We’ve scoured the web (and heard our own fair share of toasts over the years!) and we’ve compiled the six most important rules of wedding toast etiquette to ensure your toasts go off without a hitch!

1. Be Brief & to the Point

No one wants to listen to someone ramble on and on and on during their wedding toast. We once listened to a father of the bride talk for 20 minutes without a single clear point to his story! It was awkward to say the least, and left the audience feeling uncomfortable and very much past the point of listening.

When you’re giving your toast, be brief and to the point. That doesn’t mean you can’t tell stories or fun anecdotes, but make sure you’re only including the important details and you keep the toast moving. We’ve found that anything over 5-7 minutes is going to cause the listeners to lose interest.

2. Get & Keep the Crowd’s Attention

Whether you simply stand up and start speaking or clink your glass, make sure you get the crowd’s attention and that you keep their attention with a funny anecdote, a heart-warming story, or an inspirational quote. And keep in mind rule #1 to keep their attention!

3. Rehearse

Completely winging your wedding toast may sound appealing to some but we promise you, it’s worth running through what you want to say a few times before your big moment. Whether you write it down or not is up to you, but you’ll feel a lot more comfortable and confident speaking in front of a crowd if you’ve rehearsed your toast a couple of times beforehand.

Rehearsal will help make sure it goes smoothly and give you a chance to think about any details that you want to remove to keep it brief and to the point (rule #1) and make sure you’re able to keep the audience’s attention (rule #2).

4. Always Raise a Glass (Even If You Don’t Drink)

Just because you’re making a toast doesn’t mean your glass has to be full of champagne! We’ve heard from people that don’t drink alcohol they can feel uncomfortable during toasts because they don’t know what the right etiquette is for them to have. Experts agree, as long as you’re raising a glass you are ay-okay! Whether it’s full of champagne, water, soda, or something else, just make sure you have a glass to raise and you’re participating. Not raising a glass at all may come across as rude.

5. Let the Host Toast First

Give the host a chance to make a toast and thank everyone for coming to the wedding before taking your opportunity to make a toast. It’s also wise to let family and the bridal party make their toasts before making one, if you’re not part of the wedding party or a family member.

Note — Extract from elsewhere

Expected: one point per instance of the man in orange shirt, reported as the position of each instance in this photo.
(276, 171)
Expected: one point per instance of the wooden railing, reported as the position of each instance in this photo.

It’s also advisable to let the couple or the wedding coordinator know ahead of time that you’d like to make a toast so they can plan for you to do so and transitions are smoother.

6. Don’t Drink Too Much

This rule maybe goes without saying, but when some people are nervous they overcompensate with a little too much inebriation. While it’s fine to calm your nerves with a glass of champagne or a drink before your toast, make sure you’re not knocking back too many cocktails or doing shots with your buddies before your toast.

Having a little too much to drink may make the toast-giver slur their words or be hard to understand, give too many details and get off track, or worst case scenario, embarrass themselves or the newlyweds. Nobody wants that! Save the celebrating til after you make your toast.